With this architecture, if there is a bottleneck somewhere in the system, the component responsible for that bottleneck could be easily replaced with other components.
Every cloud platform "will encounter a bottleneck in the different part of the infrastructure, depending on the workload, topology," or some other factor, Kemp said. OpenStack has been engineered so that "when you have one of these bottlenecks, you can pull out that piece and plug in something else."
"OpenStack has really been designed as a cloud platform, so every piece can operate as a stand-alone component or plugged in," he said. The storage component to OpenStack is a stand-alone project called Swift. The networking duties are handled by another component, called Quantum.
The plug-in architecture also encourages a wide number of companies to provide various components for the stack, Kemp noted. They then can compete against one another to provide the best implementations or carve out a segment of the market for special-use implementations.
Kemp himself now leads Nebula, a startup that plans to offer an OpenStack appliance for coordinating lots of individual generic servers as a unified cloud service. Nebula is also developing a new dashboard for the stack that can also be easily incorporated into the core code base.
Another contributor to OpenStack is Dell, which offers an OpenStack-based hardware set. Dell developed and released an OpenStack installer, called Crowbar, after its engineers found that the installation process was a difficult one, said John Igor, Dell's executive director for the cloud and big data, during another talk.
Other gaps with OpenStack still need to be addressed as well, perhaps with additional modules. Tim Bell, IT manager for the CERN European Organization for Nuclear Research, noted a few in a talk explaining how CERN is testing OpenStack to better handle its immense workloads.

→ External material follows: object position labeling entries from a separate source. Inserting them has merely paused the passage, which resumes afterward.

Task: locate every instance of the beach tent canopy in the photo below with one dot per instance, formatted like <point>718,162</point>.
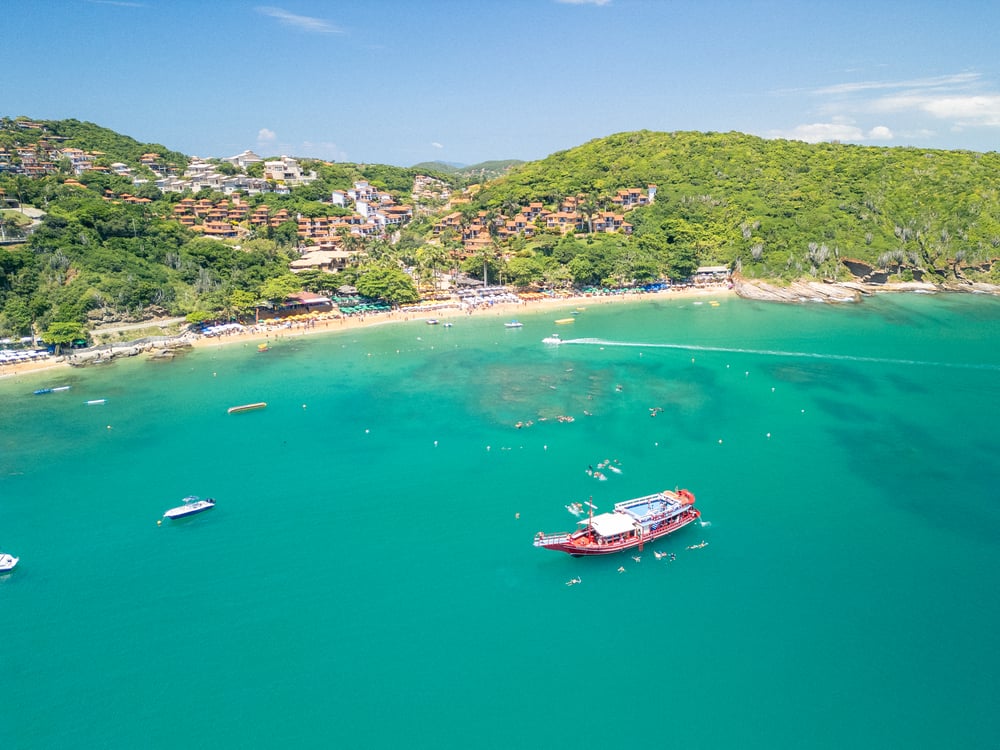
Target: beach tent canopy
<point>609,524</point>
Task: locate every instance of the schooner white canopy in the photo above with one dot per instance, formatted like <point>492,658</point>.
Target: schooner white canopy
<point>609,524</point>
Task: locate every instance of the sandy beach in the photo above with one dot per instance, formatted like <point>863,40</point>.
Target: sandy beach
<point>503,311</point>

Bell noted that OpenStack's Nova needs a way of scheduling work nearest to the data needed for that work. Otherwise, any benefits gained by cloud computing would be lost by the additional network bandwidth required to move the data back and forth.
Other refinements are needed as well, he added. Administrators need a way of choosing which types of jobs should be scheduled first, should there be a backlog of jobs. More controls for billing, availability and performance monitoring are needed as well.